Professor Kite-Powell served as president of Early Music America (1998-2001), treasurer of the Society for Seventeenth-Century Music (1997-1999), and president of the Southern Chapter of the American Musicological Society (1992-1994).
Other activities include service for several years (through 2010) on the editorial board of the Seventeenth-Century Society's Web Library of Seventeenth-Century Music, and he served (2010-2012) on the American Musicological Society Performance Committee, and organized the events for the convention in San Francisco in November, 2011. He has also served on the Advisory Board of Early Music America Magazine for several years.
Honors and awards include:
Travel to Collections grant from the NEH, 1992
President's (FSU) Foundation Grant, 1992-1993
Teacher Incentive Award, 1994
Early Music America's Thomas Binkley Award for Outstanding Achievement by a Collegium Director; presented at the Boston Early Music Festival, June 2003
Selections from my ensembles' concerts can be heard at:
* Cantores Musicæ Antiquæ [Singers of Early Music] was formed in the fall of 1989 with the intent to perform music from 1200-1650 in a historically informed manner. The group consists of eight to twelve singers, often one on a part, and includes undergraduates, masters, and doctoral students. Some students are voice majors, while others study music education, choral conducting, theory, or musicology.
After our inaugural concert, my friend and colleague, Douglass Seaton, sent a letter to Dean Bob Glidden praising the ensemble, as seen in this excerpt:
"There is no question that this was by far the best early-music performance I have heard since I came to Florida State. Indeed, it was perhaps one of the best three or four musical experiences I have had in Tallahassee, and having recently been to England and heard some of the finest early-music choirs in the world, I would have to say that the Cantores Musicæ Antiquæ last night were as fine as any of them."
Following our performance at the Florida American Choral Directors Association at Rollins College, Winter Park, in 1994, the Director of Choral Activities at the University of Miami (Jo-Michael Scheibe), and the Artistic Director of the Miami Bach Society (Donald Oglesby) co-wrote the following lines to Dean Jon Piersol about our performance: "It was truly an outsanding performance of the highest professional caliber, worthy of comparison to groups like the Tallis Scholars. The standing ovation accorded the group by the members of ACDA testifies to the strength of the ensemble's performance. We [. . . ] hope you can make it possible for these singers to be heard on recording and in concert throughout the nation. They bring credit to the choral music activities of Florida State Universit and our State."

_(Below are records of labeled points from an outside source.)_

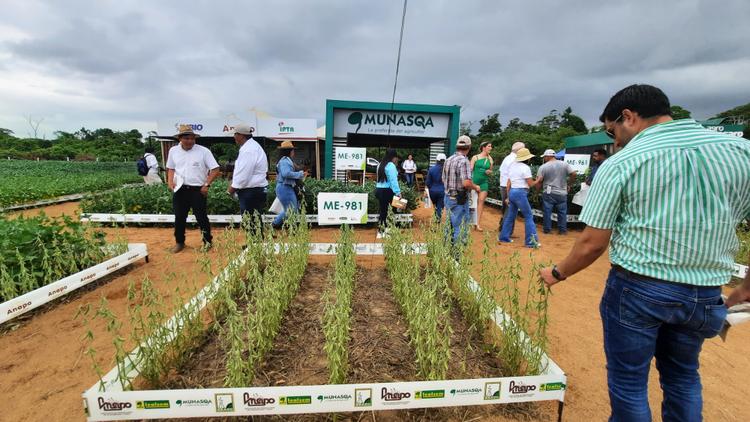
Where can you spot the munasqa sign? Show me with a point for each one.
(384, 122)
(342, 208)
(350, 158)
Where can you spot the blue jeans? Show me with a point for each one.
(550, 201)
(519, 200)
(458, 215)
(645, 318)
(438, 201)
(288, 199)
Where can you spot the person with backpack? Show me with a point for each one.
(148, 167)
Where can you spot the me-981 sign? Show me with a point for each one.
(342, 208)
(350, 158)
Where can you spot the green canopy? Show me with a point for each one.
(596, 138)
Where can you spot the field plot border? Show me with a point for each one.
(45, 294)
(224, 219)
(537, 213)
(106, 400)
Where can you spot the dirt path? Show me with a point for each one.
(44, 372)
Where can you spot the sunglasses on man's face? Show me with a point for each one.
(611, 132)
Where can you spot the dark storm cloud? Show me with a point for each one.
(127, 63)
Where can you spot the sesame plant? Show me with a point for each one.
(337, 317)
(421, 299)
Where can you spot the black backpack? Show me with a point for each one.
(142, 166)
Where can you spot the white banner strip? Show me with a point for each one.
(24, 303)
(223, 402)
(536, 212)
(223, 219)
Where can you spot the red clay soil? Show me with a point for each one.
(43, 369)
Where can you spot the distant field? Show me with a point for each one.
(27, 181)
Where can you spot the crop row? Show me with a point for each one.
(28, 181)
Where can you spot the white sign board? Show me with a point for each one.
(342, 208)
(579, 162)
(350, 158)
(397, 123)
(288, 128)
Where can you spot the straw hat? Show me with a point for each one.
(185, 130)
(523, 154)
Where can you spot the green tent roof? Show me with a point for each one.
(596, 138)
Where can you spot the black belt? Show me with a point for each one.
(629, 273)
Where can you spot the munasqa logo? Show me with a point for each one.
(552, 386)
(113, 406)
(429, 394)
(293, 400)
(335, 397)
(193, 403)
(466, 391)
(391, 119)
(256, 400)
(393, 395)
(520, 388)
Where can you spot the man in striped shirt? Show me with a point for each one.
(667, 205)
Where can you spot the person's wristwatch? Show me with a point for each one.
(556, 274)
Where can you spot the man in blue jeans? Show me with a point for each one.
(457, 181)
(663, 207)
(553, 177)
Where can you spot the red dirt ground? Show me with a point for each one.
(44, 371)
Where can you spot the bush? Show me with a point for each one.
(157, 199)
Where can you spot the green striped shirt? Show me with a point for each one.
(673, 198)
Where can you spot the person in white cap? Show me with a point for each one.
(249, 178)
(196, 168)
(553, 177)
(504, 171)
(435, 185)
(458, 183)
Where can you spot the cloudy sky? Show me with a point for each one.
(126, 64)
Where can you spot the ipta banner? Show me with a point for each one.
(283, 128)
(396, 123)
(205, 126)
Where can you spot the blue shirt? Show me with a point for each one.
(285, 173)
(391, 179)
(434, 180)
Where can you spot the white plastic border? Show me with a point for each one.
(223, 219)
(537, 213)
(107, 401)
(33, 299)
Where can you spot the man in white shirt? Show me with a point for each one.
(504, 173)
(249, 177)
(193, 168)
(152, 178)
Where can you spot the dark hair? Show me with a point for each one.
(646, 100)
(390, 154)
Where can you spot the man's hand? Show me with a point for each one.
(739, 295)
(546, 275)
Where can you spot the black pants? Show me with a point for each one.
(252, 201)
(385, 196)
(190, 197)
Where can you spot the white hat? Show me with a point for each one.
(243, 129)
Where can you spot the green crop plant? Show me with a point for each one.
(426, 311)
(337, 316)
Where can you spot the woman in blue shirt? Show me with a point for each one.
(286, 178)
(387, 185)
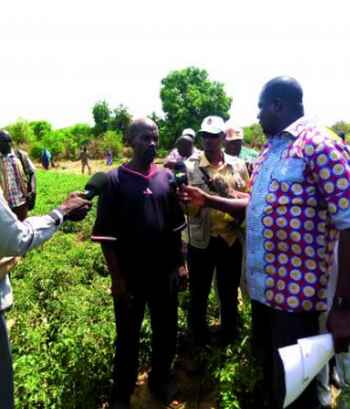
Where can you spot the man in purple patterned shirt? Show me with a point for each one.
(299, 206)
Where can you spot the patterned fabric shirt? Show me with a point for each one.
(13, 179)
(299, 200)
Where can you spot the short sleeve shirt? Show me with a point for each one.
(300, 199)
(141, 214)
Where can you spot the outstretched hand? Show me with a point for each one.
(192, 195)
(75, 207)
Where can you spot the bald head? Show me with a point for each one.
(143, 137)
(280, 104)
(286, 89)
(139, 126)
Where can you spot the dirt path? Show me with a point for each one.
(97, 165)
(194, 391)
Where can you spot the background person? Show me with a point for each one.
(184, 148)
(84, 158)
(46, 158)
(215, 242)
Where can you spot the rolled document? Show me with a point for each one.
(302, 362)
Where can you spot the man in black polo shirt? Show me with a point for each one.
(139, 225)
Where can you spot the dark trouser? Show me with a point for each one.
(273, 329)
(129, 313)
(201, 264)
(6, 375)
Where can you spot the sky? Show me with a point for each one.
(58, 58)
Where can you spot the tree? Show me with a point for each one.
(254, 136)
(21, 132)
(102, 117)
(341, 126)
(188, 96)
(121, 119)
(40, 129)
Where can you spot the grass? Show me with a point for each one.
(62, 323)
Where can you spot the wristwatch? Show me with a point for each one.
(57, 216)
(341, 303)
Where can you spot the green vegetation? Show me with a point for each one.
(62, 323)
(187, 96)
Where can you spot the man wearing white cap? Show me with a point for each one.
(233, 139)
(214, 242)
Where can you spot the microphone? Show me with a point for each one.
(95, 185)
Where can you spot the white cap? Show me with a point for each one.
(212, 124)
(233, 132)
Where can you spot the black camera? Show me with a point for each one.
(180, 174)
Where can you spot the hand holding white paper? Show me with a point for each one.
(303, 361)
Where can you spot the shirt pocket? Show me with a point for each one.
(289, 170)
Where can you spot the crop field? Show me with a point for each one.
(62, 328)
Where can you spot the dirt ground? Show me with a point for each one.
(97, 165)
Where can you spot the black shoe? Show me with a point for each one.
(225, 338)
(163, 392)
(120, 405)
(335, 381)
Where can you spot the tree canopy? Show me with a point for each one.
(188, 96)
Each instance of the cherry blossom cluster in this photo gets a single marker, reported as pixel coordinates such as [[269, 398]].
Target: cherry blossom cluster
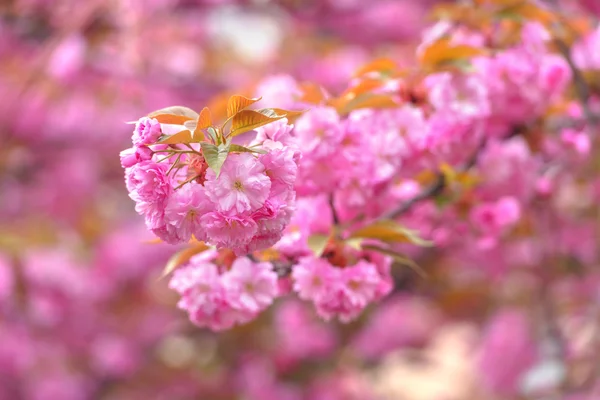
[[341, 292], [245, 208], [218, 298]]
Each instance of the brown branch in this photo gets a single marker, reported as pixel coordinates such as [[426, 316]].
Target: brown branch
[[581, 87], [434, 189]]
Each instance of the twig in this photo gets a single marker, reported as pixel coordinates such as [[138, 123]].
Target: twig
[[581, 87]]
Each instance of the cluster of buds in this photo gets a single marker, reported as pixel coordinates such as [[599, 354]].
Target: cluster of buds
[[190, 181]]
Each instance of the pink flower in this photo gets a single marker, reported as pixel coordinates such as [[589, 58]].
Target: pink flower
[[460, 94], [347, 297], [166, 232], [228, 231], [494, 218], [507, 351], [281, 168], [313, 277], [134, 155], [256, 284], [184, 210], [150, 188], [6, 279], [279, 91], [241, 186], [147, 131], [147, 182], [202, 295], [318, 131]]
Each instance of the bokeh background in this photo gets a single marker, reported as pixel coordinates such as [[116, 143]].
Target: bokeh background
[[83, 313]]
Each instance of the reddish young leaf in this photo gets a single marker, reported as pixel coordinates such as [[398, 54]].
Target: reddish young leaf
[[184, 136], [247, 120], [237, 103]]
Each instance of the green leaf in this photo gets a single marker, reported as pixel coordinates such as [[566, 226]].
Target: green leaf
[[391, 232], [183, 256], [399, 258], [174, 111], [242, 149], [317, 243], [184, 136], [247, 120], [215, 156], [237, 103]]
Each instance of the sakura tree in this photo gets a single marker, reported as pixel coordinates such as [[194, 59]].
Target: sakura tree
[[362, 207]]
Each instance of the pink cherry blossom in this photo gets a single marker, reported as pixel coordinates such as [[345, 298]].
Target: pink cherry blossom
[[241, 186], [185, 209], [147, 131], [134, 155], [223, 230], [256, 284]]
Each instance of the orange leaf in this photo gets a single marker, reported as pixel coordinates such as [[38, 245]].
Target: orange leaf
[[179, 111], [442, 51], [184, 136], [247, 120], [364, 86], [381, 65], [204, 121], [237, 103]]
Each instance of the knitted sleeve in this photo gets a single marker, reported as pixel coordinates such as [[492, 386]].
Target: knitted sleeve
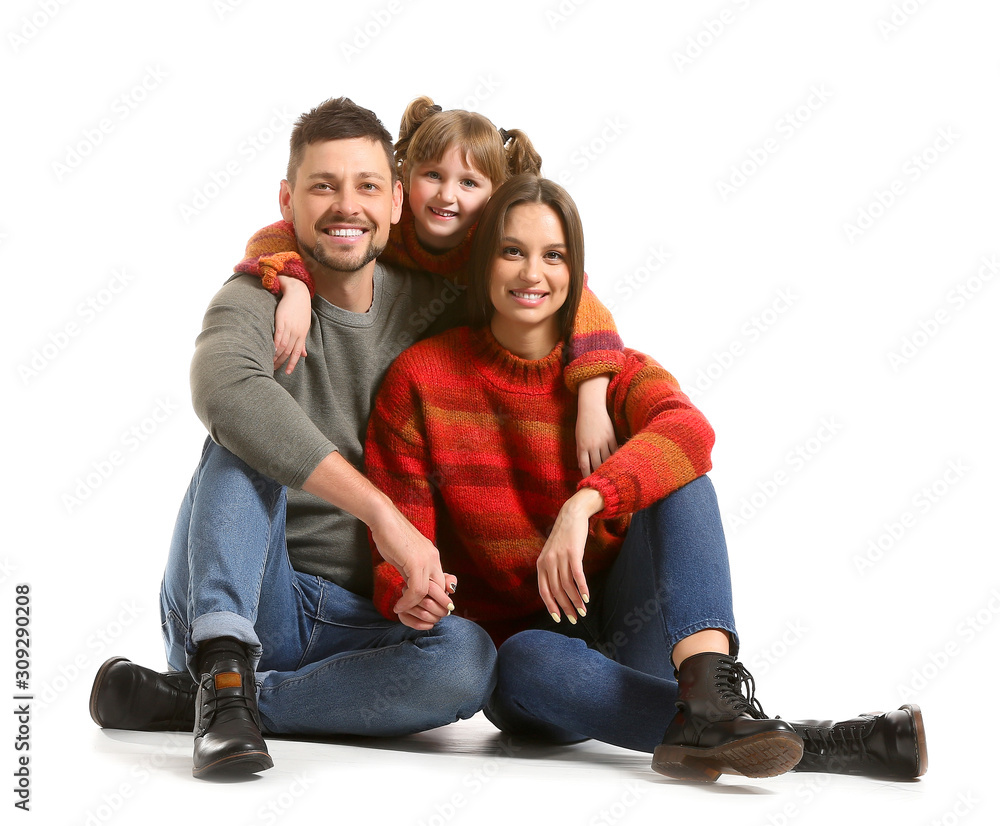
[[669, 441], [595, 348], [397, 463], [271, 252]]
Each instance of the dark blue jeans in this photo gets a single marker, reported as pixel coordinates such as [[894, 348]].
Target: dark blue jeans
[[611, 678], [327, 662]]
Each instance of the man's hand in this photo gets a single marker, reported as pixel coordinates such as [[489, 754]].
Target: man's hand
[[561, 581], [428, 589], [416, 558], [430, 609]]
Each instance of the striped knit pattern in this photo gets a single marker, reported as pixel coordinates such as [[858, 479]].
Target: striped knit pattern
[[477, 449], [595, 348]]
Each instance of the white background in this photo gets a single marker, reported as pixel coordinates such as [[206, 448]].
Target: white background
[[849, 373]]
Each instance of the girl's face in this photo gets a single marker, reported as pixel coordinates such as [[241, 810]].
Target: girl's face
[[446, 197], [529, 278]]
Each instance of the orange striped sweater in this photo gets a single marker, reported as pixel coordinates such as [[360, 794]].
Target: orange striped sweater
[[476, 447]]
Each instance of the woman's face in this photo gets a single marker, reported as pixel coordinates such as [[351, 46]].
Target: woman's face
[[446, 197], [530, 275]]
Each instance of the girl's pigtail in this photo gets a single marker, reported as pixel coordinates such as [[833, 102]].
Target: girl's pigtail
[[419, 110], [521, 154]]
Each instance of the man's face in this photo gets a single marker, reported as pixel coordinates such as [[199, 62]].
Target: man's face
[[342, 204]]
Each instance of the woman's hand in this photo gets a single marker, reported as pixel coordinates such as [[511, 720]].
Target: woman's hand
[[595, 433], [292, 318], [561, 581]]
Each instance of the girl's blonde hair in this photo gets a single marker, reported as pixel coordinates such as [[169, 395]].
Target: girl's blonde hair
[[426, 132]]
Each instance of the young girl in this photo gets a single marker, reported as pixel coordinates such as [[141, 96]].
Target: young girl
[[633, 554], [450, 163]]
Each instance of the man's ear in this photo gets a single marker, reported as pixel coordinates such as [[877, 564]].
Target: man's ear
[[285, 201], [397, 201]]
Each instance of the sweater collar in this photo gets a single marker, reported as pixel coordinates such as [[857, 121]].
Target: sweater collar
[[510, 372]]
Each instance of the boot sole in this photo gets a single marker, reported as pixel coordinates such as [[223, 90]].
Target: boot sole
[[921, 737], [236, 765], [767, 754], [98, 680]]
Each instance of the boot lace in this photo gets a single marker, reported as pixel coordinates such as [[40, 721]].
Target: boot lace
[[225, 708], [739, 689], [840, 741]]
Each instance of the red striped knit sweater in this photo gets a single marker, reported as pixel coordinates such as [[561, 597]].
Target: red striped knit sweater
[[476, 447], [595, 346]]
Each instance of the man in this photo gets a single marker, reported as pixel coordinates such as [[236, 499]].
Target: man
[[266, 595]]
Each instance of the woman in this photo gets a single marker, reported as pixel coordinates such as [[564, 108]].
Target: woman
[[472, 437]]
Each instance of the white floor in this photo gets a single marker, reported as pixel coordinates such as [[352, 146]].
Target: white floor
[[466, 774]]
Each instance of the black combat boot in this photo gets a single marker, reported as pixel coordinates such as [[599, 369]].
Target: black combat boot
[[883, 744], [128, 696], [720, 729], [227, 738]]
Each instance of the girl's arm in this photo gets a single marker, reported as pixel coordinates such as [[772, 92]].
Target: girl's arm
[[271, 255], [595, 353], [292, 318]]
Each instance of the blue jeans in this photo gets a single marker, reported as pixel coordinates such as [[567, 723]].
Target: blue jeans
[[611, 677], [327, 662]]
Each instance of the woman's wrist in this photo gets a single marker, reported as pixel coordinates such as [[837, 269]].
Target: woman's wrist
[[585, 502]]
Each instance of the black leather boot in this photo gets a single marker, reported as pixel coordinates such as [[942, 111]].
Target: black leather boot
[[720, 729], [128, 696], [227, 738], [884, 744]]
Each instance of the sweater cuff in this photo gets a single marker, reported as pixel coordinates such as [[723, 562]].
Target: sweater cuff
[[389, 587], [592, 364], [612, 500]]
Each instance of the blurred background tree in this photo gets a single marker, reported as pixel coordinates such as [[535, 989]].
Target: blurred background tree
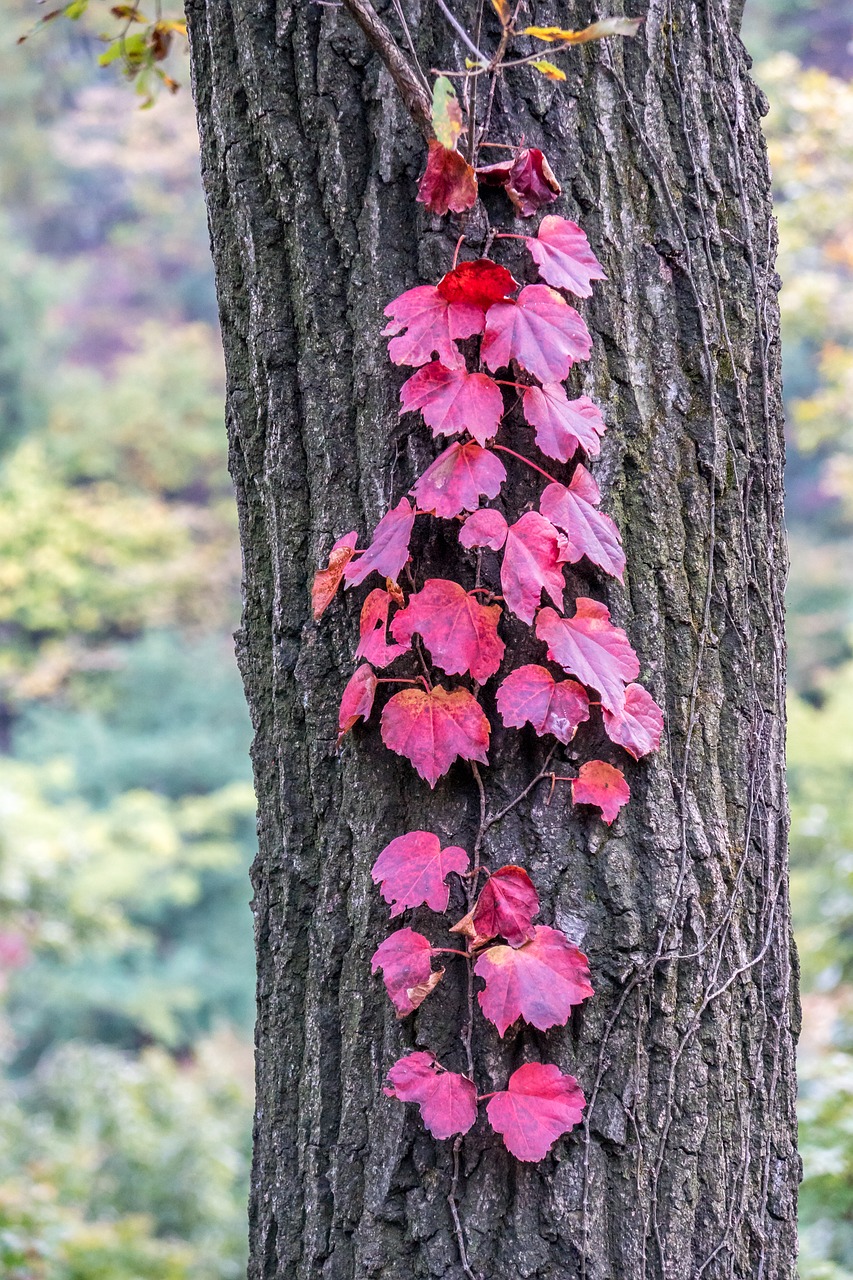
[[126, 807]]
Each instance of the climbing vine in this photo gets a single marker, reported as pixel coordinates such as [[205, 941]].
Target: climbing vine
[[489, 352]]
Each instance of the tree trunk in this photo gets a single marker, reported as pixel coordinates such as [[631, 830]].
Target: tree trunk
[[685, 1165]]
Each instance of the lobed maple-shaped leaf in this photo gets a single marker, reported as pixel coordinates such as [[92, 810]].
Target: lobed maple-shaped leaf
[[459, 631], [562, 254], [456, 479], [357, 699], [480, 283], [505, 908], [591, 648], [562, 425], [447, 1100], [328, 580], [486, 528], [638, 726], [413, 871], [448, 182], [428, 325], [532, 695], [601, 785], [538, 1105], [588, 531], [373, 645], [388, 551], [533, 558], [433, 728], [528, 179], [406, 963], [539, 330], [541, 982], [454, 401]]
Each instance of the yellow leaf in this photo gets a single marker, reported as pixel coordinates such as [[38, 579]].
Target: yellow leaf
[[548, 69]]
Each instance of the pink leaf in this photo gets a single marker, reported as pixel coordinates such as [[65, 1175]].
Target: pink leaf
[[448, 182], [327, 580], [486, 528], [454, 401], [413, 871], [541, 330], [433, 728], [562, 254], [591, 648], [532, 565], [456, 479], [428, 325], [562, 425], [373, 645], [447, 1100], [479, 283], [459, 631], [601, 785], [541, 982], [405, 960], [638, 726], [357, 699], [388, 551], [532, 695], [588, 531], [538, 1105]]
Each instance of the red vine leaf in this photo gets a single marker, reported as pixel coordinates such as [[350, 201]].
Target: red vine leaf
[[427, 325], [357, 699], [459, 631], [588, 531], [532, 695], [447, 1100], [639, 725], [433, 728], [456, 479], [601, 785], [538, 1105], [448, 182], [562, 425], [406, 963], [505, 908], [328, 580], [454, 401], [413, 871], [562, 254], [533, 558], [388, 551], [482, 283], [539, 330], [373, 645], [528, 179], [591, 648], [486, 528], [541, 982]]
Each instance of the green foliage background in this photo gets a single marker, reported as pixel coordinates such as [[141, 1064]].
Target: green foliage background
[[126, 807]]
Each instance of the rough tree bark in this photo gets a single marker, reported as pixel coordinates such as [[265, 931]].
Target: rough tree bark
[[685, 1165]]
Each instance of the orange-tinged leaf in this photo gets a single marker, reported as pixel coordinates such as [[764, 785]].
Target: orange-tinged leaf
[[459, 631], [538, 1105], [357, 699], [448, 182], [327, 580], [406, 963], [414, 868], [532, 695], [601, 785], [433, 728], [447, 1100], [541, 982]]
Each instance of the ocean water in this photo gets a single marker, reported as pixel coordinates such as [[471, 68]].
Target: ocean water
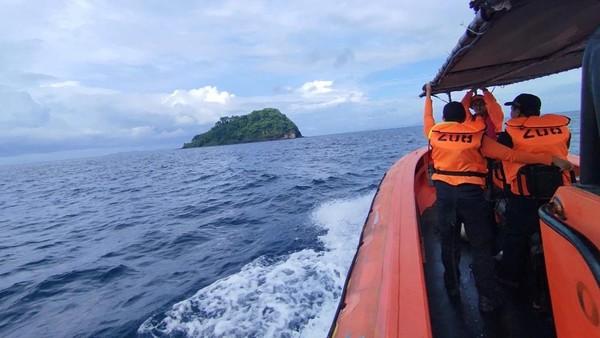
[[250, 240]]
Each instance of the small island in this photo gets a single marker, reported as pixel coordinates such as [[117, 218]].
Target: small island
[[261, 125]]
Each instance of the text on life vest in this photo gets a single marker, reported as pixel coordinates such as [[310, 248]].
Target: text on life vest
[[456, 138], [540, 132]]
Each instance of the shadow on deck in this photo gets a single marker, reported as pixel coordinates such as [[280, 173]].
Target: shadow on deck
[[461, 317]]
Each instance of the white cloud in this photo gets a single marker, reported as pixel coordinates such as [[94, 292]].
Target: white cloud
[[196, 96], [161, 72], [316, 87]]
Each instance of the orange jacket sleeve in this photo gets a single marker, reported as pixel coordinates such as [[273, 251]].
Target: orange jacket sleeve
[[428, 120], [493, 149], [494, 110]]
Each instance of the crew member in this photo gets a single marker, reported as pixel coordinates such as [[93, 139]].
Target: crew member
[[486, 109], [528, 131], [457, 151]]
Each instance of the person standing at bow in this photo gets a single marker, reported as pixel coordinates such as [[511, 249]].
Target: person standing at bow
[[529, 187], [457, 152]]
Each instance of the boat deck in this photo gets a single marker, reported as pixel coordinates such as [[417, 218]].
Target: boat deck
[[461, 317]]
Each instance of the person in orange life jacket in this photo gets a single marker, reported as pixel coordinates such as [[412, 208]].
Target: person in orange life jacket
[[527, 131], [457, 151], [487, 109]]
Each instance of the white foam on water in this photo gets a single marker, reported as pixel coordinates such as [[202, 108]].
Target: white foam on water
[[294, 296]]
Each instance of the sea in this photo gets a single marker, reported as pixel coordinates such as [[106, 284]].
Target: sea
[[247, 240]]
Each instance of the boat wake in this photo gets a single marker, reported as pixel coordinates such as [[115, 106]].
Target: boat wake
[[291, 296]]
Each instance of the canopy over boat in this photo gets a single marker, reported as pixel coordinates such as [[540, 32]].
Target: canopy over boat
[[518, 40]]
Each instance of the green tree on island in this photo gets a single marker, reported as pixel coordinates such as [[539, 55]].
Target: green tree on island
[[261, 125]]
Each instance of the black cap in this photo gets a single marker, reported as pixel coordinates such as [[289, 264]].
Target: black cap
[[526, 103], [454, 111]]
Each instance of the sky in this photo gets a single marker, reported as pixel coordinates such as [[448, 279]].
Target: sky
[[84, 78]]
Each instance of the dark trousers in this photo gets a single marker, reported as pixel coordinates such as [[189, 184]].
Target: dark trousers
[[466, 203], [521, 223]]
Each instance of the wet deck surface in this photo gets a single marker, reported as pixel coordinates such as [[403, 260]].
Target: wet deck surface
[[460, 317]]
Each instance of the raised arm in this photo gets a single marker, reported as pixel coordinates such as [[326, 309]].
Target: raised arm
[[428, 120], [494, 109]]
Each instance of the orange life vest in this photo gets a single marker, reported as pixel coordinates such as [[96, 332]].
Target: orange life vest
[[455, 153], [546, 134]]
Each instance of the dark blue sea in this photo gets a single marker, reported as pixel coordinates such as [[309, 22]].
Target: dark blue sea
[[249, 240]]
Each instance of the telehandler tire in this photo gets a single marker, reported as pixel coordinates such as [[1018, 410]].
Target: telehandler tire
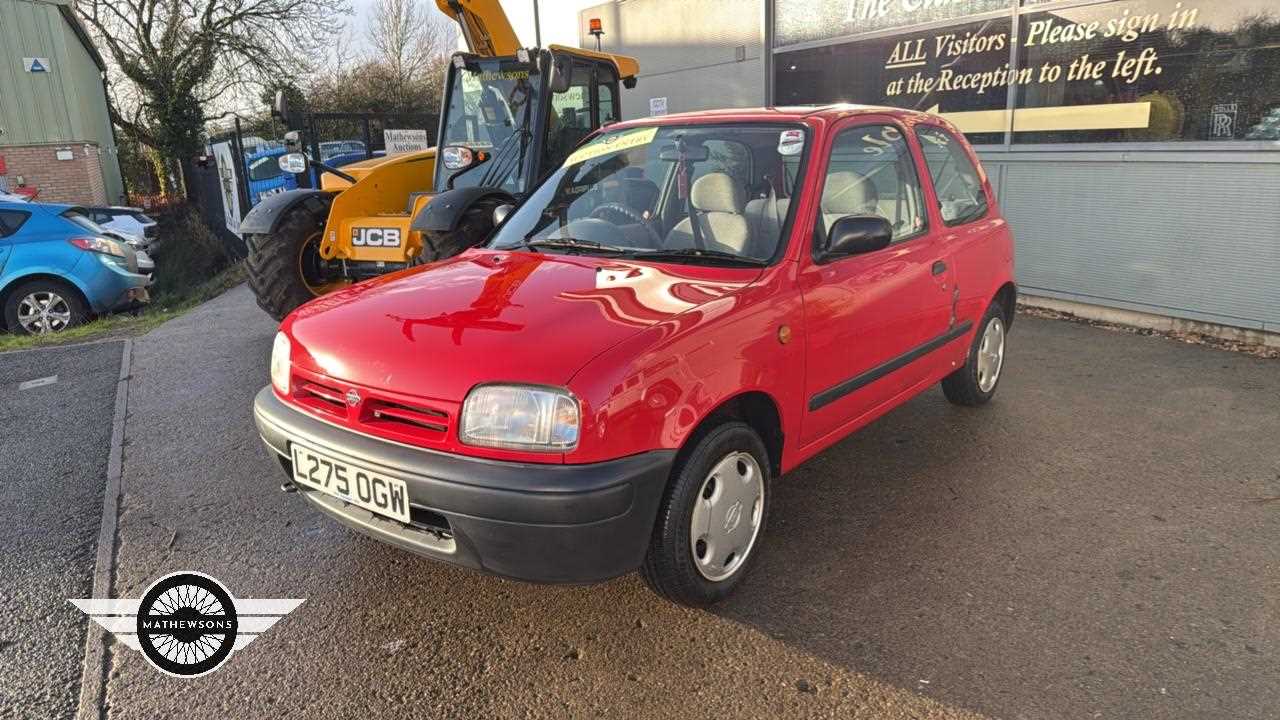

Indeed, the ensemble is often referred to as Tallahassee's "Tallis Scholars," one of England's premiere vocal ensembles. Our local newspaper, the Tallahassee
Democrat, has referred to the group as "FSU's heavenly Renaissance choir."
Two full-length concerts per year are common for this group of singers, and they have performed for the American Musicological Society regional conventions in Lafayette, La., Tuscaloosa, Al, Tallahassee, Palm Beach, and New Orleans (twice), the National Theory Society convention, the national convention of the Society for Seventeenth-Century Music, the International Fanny Mendelssohn Hensel Conference, the International conference on "John Eccles and His Contemporaries: English Theatre and Music in London circa 1700," and for the opening of the exhibition from the Victoria & Albert Museum at the Norton Museum of Art in West Palm Beach; twice they were broadcast on National Public Radio's Millennium of Music.
Many of the singers from earlier years are currently professors, performers, or administrators at colleges and universities around the country and abroad, including (those of which I am aware) Alabama, Arkansas, Connecticut, Florida, Indiana, Kentucky, North Carolina, Oklahoma, Pennsylvania, South Carolina, Tennessee, New York, Wisconsin, Australia, Iceland, and Norway.